Et il peut être activement aidé ! Que ce soit Pamela Anderson, ambassadrice de PETA, qui visite les couloirs l’Assemblée Nationale, ou le CIWF (financé par Jeremy Coller) dont les actions de lobbying vont jusque dans ceux du Parlement Européen afin de faire reconnaître la souffrance animale … il n’y a plus de limite.

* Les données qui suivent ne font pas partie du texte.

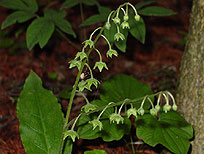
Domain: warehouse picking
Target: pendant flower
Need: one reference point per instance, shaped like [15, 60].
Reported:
[116, 118]
[91, 82]
[131, 111]
[100, 66]
[111, 52]
[89, 107]
[119, 36]
[96, 123]
[125, 24]
[71, 133]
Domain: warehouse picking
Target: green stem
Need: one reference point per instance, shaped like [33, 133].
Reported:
[68, 40]
[82, 20]
[66, 125]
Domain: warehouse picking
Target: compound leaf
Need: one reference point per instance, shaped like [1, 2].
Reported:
[121, 87]
[171, 130]
[18, 16]
[41, 118]
[39, 31]
[156, 11]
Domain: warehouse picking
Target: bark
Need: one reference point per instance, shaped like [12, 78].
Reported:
[190, 91]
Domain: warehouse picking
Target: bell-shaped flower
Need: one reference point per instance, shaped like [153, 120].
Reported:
[131, 111]
[119, 36]
[114, 117]
[89, 107]
[96, 123]
[111, 52]
[92, 81]
[100, 66]
[81, 55]
[75, 63]
[71, 133]
[125, 24]
[89, 43]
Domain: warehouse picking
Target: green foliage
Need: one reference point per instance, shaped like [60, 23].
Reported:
[95, 151]
[170, 129]
[41, 118]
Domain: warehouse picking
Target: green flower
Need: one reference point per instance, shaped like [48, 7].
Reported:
[119, 36]
[111, 52]
[82, 85]
[140, 111]
[153, 111]
[96, 123]
[116, 20]
[75, 63]
[89, 107]
[131, 111]
[100, 66]
[108, 25]
[88, 42]
[125, 24]
[167, 108]
[116, 118]
[125, 17]
[137, 17]
[174, 107]
[91, 82]
[72, 134]
[82, 55]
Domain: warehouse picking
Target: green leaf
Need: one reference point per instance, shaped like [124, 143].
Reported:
[171, 130]
[95, 151]
[13, 4]
[39, 31]
[121, 87]
[156, 11]
[40, 116]
[145, 3]
[137, 29]
[58, 19]
[18, 16]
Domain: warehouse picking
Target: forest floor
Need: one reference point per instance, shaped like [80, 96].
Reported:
[156, 63]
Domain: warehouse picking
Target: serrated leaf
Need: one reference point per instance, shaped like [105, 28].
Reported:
[39, 31]
[95, 151]
[58, 19]
[13, 4]
[156, 11]
[145, 3]
[171, 130]
[18, 16]
[41, 118]
[121, 87]
[137, 29]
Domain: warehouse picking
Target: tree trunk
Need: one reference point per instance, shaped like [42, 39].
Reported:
[190, 92]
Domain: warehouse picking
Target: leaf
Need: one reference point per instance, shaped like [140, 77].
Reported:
[95, 151]
[18, 16]
[121, 87]
[156, 11]
[40, 116]
[137, 29]
[145, 3]
[170, 130]
[13, 4]
[58, 19]
[39, 31]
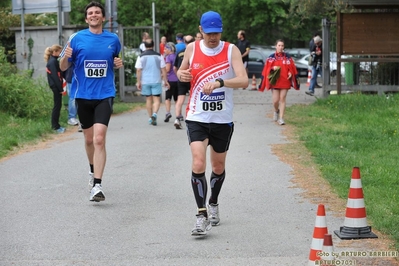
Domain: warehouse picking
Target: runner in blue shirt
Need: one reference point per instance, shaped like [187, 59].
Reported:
[93, 54]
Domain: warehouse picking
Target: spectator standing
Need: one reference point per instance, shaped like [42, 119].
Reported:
[162, 45]
[92, 54]
[214, 68]
[317, 60]
[244, 46]
[171, 92]
[55, 80]
[279, 74]
[150, 71]
[312, 46]
[144, 36]
[180, 45]
[183, 88]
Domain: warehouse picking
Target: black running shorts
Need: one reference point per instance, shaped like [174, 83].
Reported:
[91, 112]
[219, 135]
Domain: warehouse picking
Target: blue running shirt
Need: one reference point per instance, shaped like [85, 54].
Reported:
[93, 64]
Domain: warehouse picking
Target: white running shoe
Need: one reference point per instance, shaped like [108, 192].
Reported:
[73, 121]
[201, 226]
[96, 193]
[213, 214]
[177, 124]
[275, 115]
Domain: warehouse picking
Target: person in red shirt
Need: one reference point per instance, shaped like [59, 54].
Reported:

Est-ce que cela porte ses fruits ? Une fois de plus, la réponse se trouve aux États-Unis. Le 16 novembre 2018, l’administration américaine a révélé le cadre réglementaire pour la commercialisation de la viande artificielle. La commercialisation sera encadrée par le ministère de l’Agriculture et l’agence en charge de la sécurité alimentaire (FDA – Food and Drug Administration). Les réactions ne se sont pas fait attendre : « les gouvernements d’Israël, du Japon et de Singapour ont déjà fait part de leur intérêt pour cette importante technologie alimentaire ».

 

Conclusion : L’or rouge, déjà un enjeu stratégique

Les milliards de dollars que représentent ce marché ne sont pas pris à la légère. Une fois de plus, ce sont les investisseurs anglo-saxons qui ont senti le coup venir, et qui ont décidé de s’approprier le marché. Tous les éléments de la guerre économique y sont présents :

  • Lobbying appuyé

  • Communication offensive auprès du consommateur

  • Investissements dans la R&D

  • Investissements dans les entreprises du secteur, futur relais pour la nouvelle viande

  • Cadre législatif déjà existant aux États-Unis


On le sait, la production de viande va devenir un enjeu crucial, et les acteurs sont déjà prêts à s’emparer du marché. Plusieurs pays voient déjà la viande artificielle comme une possibilité de s’affranchir d’une dépendance vitale. Et lorsque le produit sera prêt, la phase suivante sera celle que les américains maîtrisent le mieux : la lutte mondiale du bien contre le mal.